1. Welcome to Chandoo.org Forums. Short message for you

    Hi Guest,

    Thanks for joining Chandoo.org forums. We are here to make you awesome in Excel. Before you post your first question, please read this short introduction guide. When posting or responding to questions please remember our values at Chandoo.org are: Humility, Passion, Fun, Awesomeness, Simplicity, Sharing Remember that we have people here for whom English is not there first language and we need to allow for this in our dealings.

    Yours,
    Chandoo
  2. Hi All

    Please note that at the Chandoo.org Forums there is Zero Tolerance to Spam

    Post Spam and you Will Be Deleted as a User

    Hui...

  3. When starting a new post, to receive a quicker and more targeted answer, Please include a sample file in the initial post.

Reduce the size of Very Large Excel Data Model

Discussion in 'Ask an Excel Question' started by Dokat, Dec 22, 2016.

  1. Dokat

    Dokat Member

    Messages:
    163
    Hi,

    I created a data model with 295K rows and 27 columns which comes out to be 17 MB when i ran a power pivot table.
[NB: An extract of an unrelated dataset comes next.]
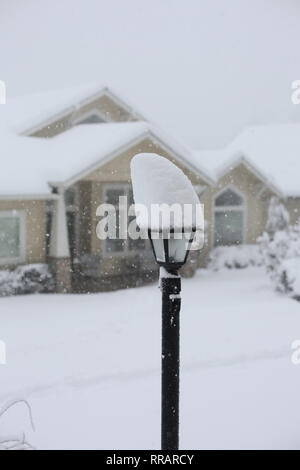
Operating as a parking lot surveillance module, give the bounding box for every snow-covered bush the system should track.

After adding another table with 227K row to the data model all sudden data size jumps to over 42 mb? Can anyone advise me on how to reduce the size of the data model...

    Thanks
  2. Hui

    Hui Excel Ninja Staff Member

    Messages:
    10,615
    It really depends on what your doing with it?

    Are you saving it as an Excel Binary file ? (*.xlsb file type)
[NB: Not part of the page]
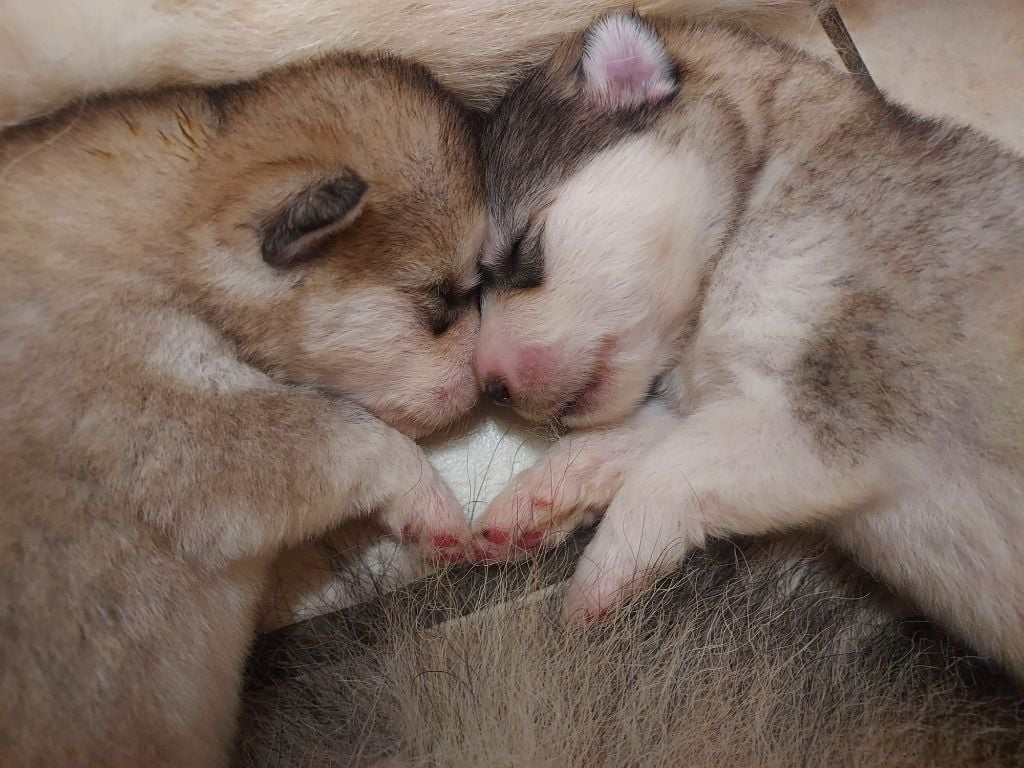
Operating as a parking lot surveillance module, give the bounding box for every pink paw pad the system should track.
[430,534,459,549]
[481,528,509,547]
    Do you need to keep it all in Excel?
    Can it be offloaded to Access or a CSV table and accessed via a Power tool ?
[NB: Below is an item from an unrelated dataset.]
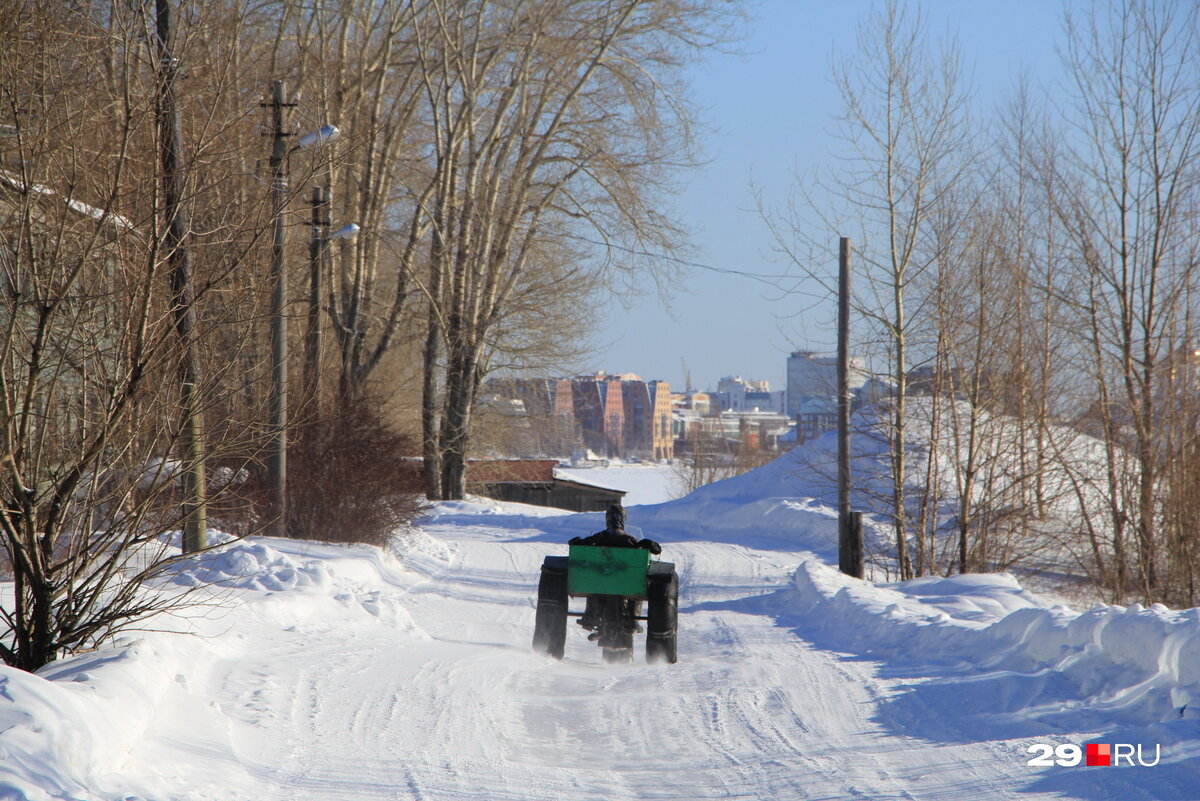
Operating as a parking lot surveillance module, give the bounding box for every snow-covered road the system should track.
[105,510,1070,801]
[0,496,1200,801]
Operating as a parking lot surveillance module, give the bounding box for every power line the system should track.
[568,234,832,300]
    There are techniques for summarising large tables in Excel that are blindingly fast, so don't let the actual file size worry you, it is the speed that is generally an issue
  3. Dokat

    Dokat Member

    Messages:
    163
    I am saving as .xlsm file as data excel dashboard. Yes i need to keep it all in Excel. Thanks
  4. Hui

    Hui Excel Ninja Staff Member

    Messages:
    10,615
    So what are you trying to achieve ?
  5. NARAYANK991

    NARAYANK991 Excel Ninja

    Messages:
    15,394
  6. Dokat

    Dokat Member

    Messages:
    163
    I am trying to update a excel dashboard....source data is in another excel workbook with data model over 184mb. I am trying to see if there is a way to reduce the size of the excel file so when i update the dashboard file stays under 20 mb.

    Thanks
  7. Hui

    Hui Excel Ninja Staff Member

    Messages:
    10,615
    How often does the data change? Or is it just added to?
    Are there any fields that aren't required?
  8. Dokat

    Dokat Member

    Messages:
    163
    Data changes once a week and yes all columns are required. Thanks
  9. Hui

    Hui Excel Ninja Staff Member

    Messages:
    10,615
    Where does the data come from and how ?
  10. Dokat

    Dokat Member

    Messages:
    163
    From another excel file...Its a data pull from proprietary system
  11. Hui

    Hui Excel Ninja Staff Member

    Messages:
    10,615
    Why can't the dashboard be setup to extract the data from the other file using SQL or other linkages?
  12. Dokat

    Dokat Member

    Messages:
    163
    Hi, i dont have any experience with SQL. Thanks
  13. David Evans

    David Evans Active Member

    Messages:
    577
    Here's your chance to learn a new skill, then!
  14. Dokat

    Dokat Member

    Messages:
    163
  15. David Evans

    David Evans Active Member

    Messages:
    577
    Great! You're in the right place with the right people to get some help looking at your problem from different perspectives. Give us some information on what your data source looks like
    Khalid NGO likes this.
  16. Dokat

    Dokat Member

    Messages:
    163
    It's a excel workbook with 2 sheets. One sheet has 197K rows and 27 columns, the other one has 266K rows and 20 columns. Total size of the workbook is 176 mb. I have a vba code in the spreadsheet thus i have to save the file in /xlsm format. I have a dashboard (another workbook) that uses this workbook as a source file. When i ran pivot table using power pivot data model dashboard size reduces to 46 MB but it is still very large file to open and use. I am open to any recommendations or suggestions you may have. Thank you
    Last edited: Dec 29, 2016
  17. Chihiro

    Chihiro Well-Known Member

    Messages:
    3,577
    A few suggestion.

    1. Reduce data size by performing aggregation prior to loading to data model (PowerQuery, ADODB, MS Query etc)
    2. Use XLSB format instead of XLSM. It will further reduce size.
    3. Check PivotTable Cache and that you don't have unnecessary duplicates
    David Evans likes this.
  18. Dokat

    Dokat Member

    Messages:
    163
    Hi,

    1) How can i perform aggregation prior to loading the data.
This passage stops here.